Rechtsextreme Verbrechen nehmen in Deutschland zu

Bedauerlicherweise ist auch Deutschland von der in ganz Europa feststellbaren Zunahme rechtsextremer Rhetorik und entsprechender Aktionen betroffen. Offizielle Zahlen zu den Verbrechen, die von der extremen Rechten in Deutschland begangen wurden, sind auch Abbild einer für sich besorgniserregenden Situation, mit der wir derzeit in ganz Europa konfrontiert sind. Laut Berichten des Bundesinnenministerium stiegen die politisch motivierten extremistischen Straftaten im Jahr 2020 um 9 Prozent und erreichten einen traurigen Höhepunkt von insgesamt etwa 45.000. Von diesen 45.000 politisch motivierten Straftaten wurden etwa 24.000 von Rechtsextremisten begangen. Im Vergleich zu 2019 stieg diese Zahl um etwa sechs Prozent. Zudem war 2020 das Jahr, in dem der höchste Stand krimineller Taten von Rechtsextremisten in Deutschland in den letzten 20 Jahren zu beklagen war. Eine weitere Dimension der rechtsextremen Bedrohung in Deutschland sind die zunehmenden rassistischen Vorfälle innerhalb der Behörden und Sicherheitskräften. In diesem Zusammenhang offenbarten Zahlen des militärischen Abschirmdienstes für 2020, dass etwa 600 Soldatinnen und Soldaten im aktiven Dienst der Bundeswehr rechtsextremen Gruppierungen angehören. Angesichts all dieser Zahlen ist es eine klare Tatsache, dass der rassistische Angriff in Hanau eben nicht zufällig oder aus dem Nichts kommend passiert ist und überdies sogar neue Anschläge wie die in Hanau drohen, wenn die Verantwortlichen keine Maßnahmen ergreifen, um diese zu verhindern.
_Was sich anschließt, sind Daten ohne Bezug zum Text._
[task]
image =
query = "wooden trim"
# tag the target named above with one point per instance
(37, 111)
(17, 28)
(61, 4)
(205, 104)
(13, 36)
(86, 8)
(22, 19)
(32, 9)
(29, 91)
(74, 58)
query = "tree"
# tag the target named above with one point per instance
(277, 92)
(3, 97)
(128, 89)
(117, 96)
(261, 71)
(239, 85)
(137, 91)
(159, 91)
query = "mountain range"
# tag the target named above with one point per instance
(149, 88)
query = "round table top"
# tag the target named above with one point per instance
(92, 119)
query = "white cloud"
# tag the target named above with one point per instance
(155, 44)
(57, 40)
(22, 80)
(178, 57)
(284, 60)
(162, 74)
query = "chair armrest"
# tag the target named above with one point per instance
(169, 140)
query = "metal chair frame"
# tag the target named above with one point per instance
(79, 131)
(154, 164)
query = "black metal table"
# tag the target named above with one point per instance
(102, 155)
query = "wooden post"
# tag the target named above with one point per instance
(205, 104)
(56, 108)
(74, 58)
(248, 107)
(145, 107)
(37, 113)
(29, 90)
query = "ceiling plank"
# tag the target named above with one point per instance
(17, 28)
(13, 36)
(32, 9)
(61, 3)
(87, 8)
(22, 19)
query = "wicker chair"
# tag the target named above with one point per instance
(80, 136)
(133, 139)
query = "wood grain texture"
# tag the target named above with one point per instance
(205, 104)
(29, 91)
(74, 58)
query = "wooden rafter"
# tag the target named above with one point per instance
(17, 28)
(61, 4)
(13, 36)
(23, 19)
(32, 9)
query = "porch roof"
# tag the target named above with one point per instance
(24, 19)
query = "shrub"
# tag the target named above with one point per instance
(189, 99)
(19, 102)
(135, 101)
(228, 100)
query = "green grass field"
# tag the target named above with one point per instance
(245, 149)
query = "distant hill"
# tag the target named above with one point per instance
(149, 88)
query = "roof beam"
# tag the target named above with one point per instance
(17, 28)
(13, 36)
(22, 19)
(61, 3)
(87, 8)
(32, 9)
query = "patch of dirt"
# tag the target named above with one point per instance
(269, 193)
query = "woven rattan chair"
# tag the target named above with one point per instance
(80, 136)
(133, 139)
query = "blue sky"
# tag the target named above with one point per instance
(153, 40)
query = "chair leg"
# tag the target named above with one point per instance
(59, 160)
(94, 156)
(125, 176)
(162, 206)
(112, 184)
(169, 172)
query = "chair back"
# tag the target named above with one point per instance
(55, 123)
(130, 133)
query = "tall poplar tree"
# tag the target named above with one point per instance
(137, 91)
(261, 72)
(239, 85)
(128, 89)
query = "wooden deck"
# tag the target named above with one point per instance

Rassistische Übergriffe breiten sich in ganz Europa aus

2020 wurden wir nicht nur Zeuge des Anschlags von Hanau, sondern auch vieler weiterer islamfeindlicher Anschläge. Bei einem kurzen Blick auf Länder in ganz Europa ist festzustellen, dass allein in Frankreich 1.142 Hassverbrechen registriert wurden, davon 235 gegen Muslime. In Österreich etwa weisen die Zahlen 812 Hassverbrechen gegen Muslime aus. Religionsbedingte Hassverbrechen im Vereinigten Königreich nahmen im Vergleich zu 2019 um fast ein Drittel zu. Selbst in Litauen wurden 47 Straftaten gegen die Grundsätze der Gleichheit und der Glaubensfreiheit gemeldet. Auch in Polen wurden im selben Jahr 557 Hassverbrechen begangen. Wenn man bedenkt, dass nur 17 Prozent der Hassverbrechen gegen Muslime in ganz Europa dokumentiert werden können, wird deutlich, wie dramatisch die aktuelle Situation in Europa ist. Auch wenn Deutschland zurzeit das Land ist, in dem rechtsextreme Gruppierungen augenscheinlich am intensivsten operieren, ist zu beobachten, dass sich Hassverbrechen bzw. gewalttätige Übergriffe in ganz Europa ausbreiten und wohl auch zunehmen werden.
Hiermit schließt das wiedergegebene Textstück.